Much of this is true. The crime was certainly one of the most stupid murders ever committed. Yet it is possible to believe that Mr. Casswell’s ‘inevitable conclusion’ contains only half the truth.
Repeating his offer of guilty but insane or manslaughter, Mr. Casswell sat down.
Mr. Croom-Johnson summed up the case for the prosecution very temperately. He suggested that the key to the solution of the problem was that “Stoner throughout this unhappy story was dominated by Mrs. Rattenbury”, and asked whether it was possible to believe the word of a woman “who, upon her own statement, has for some years been engaged in lying to her husband about money matters”. He cast doubt on Mrs. Rattenbury’s assertion that her mind went blank, and said that it was his duty, on behalf of the prosecution, to suggest to the jury that the statements in which Mrs. Rattenbury had incriminated herself were the truth. Mr. Croom-Johnson also laid stress on the exchange between Mrs. Rattenbury and Stoner as the former was leaving the house under arrest; he described this evidence as “of the greatest significance in the case”, and asked the jury whether it did not indicate to them that the two prisoners had had a common object that night.
Mr. Croom-Johnson was dealing with Mr. Casswell’s suggestion of a verdict of guilty but insane, when the judge intervened to say that he intended to tell the jury not only that such a verdict would not be justified, but that they must put out of their minds Mr. Casswell’s admission that it had been Stoner who struck the blows. “They must decide the case on the evidence and not on any quasi-admission his counsel may make. Stoner has not said so,” remarked the judge.
Mr. Croom-Johnson concluded his speech with a remarkable sentence, in which he deliberately allowed the human being to show through the mask of duty:
But if, and perhaps mercifully in pursuance of your oath, you can still bring yourselves to the view that you are not satisfied that a case has been made out to your satisfaction, then it will be your duty—and, possibly, a pleasure to us all—for you to say, not being satisfied, that your verdict is a verdict for the defence.
This was the clearest possible hint to the jury that the prosecution, though dutifully putting forward such evidence as there was against Mrs. Rattenbury, were not really pressing the case against her—and might even be grateful for an acquittal.

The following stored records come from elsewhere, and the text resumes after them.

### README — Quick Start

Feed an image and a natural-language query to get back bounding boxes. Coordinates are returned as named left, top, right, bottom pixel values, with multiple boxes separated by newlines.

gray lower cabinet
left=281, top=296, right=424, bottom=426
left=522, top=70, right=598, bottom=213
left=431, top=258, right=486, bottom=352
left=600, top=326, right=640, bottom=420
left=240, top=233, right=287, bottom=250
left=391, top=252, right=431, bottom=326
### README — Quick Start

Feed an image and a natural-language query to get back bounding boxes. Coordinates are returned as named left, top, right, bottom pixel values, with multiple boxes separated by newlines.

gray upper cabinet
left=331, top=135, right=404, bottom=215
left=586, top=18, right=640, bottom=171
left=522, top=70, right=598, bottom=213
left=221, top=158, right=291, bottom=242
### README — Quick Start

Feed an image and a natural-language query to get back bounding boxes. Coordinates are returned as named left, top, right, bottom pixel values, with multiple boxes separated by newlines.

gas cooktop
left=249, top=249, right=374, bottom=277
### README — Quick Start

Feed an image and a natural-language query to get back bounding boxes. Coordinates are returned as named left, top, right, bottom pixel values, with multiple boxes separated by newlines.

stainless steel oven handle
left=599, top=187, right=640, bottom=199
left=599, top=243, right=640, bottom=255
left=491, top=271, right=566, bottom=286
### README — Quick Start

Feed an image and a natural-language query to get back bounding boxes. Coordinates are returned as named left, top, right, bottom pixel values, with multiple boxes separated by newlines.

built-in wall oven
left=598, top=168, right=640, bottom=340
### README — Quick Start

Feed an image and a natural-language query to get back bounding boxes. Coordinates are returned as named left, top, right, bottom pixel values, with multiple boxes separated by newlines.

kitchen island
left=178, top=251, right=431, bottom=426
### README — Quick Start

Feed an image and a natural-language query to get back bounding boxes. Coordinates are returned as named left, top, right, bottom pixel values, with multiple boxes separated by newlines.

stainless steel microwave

Mr. O’Connor began his address for Mrs. Rattenbury with a tribute to the fairness with which the prosecution had been conducted, as well he might. Counsel did not spare the moral character of his client, but warned the jury that this must not mean “that justice is to be prostituted because you have been misled, because of your hatred of the life she has been leading”; and he pointed out, rightly, that without her own statements there was no evidence against Mrs. Rattenbury at all. “Fragments snatched from the disordered mind of a woman sodden with drink and hysteria,” was Mr. Connor’s unflattering but graphic description of his client’s confession.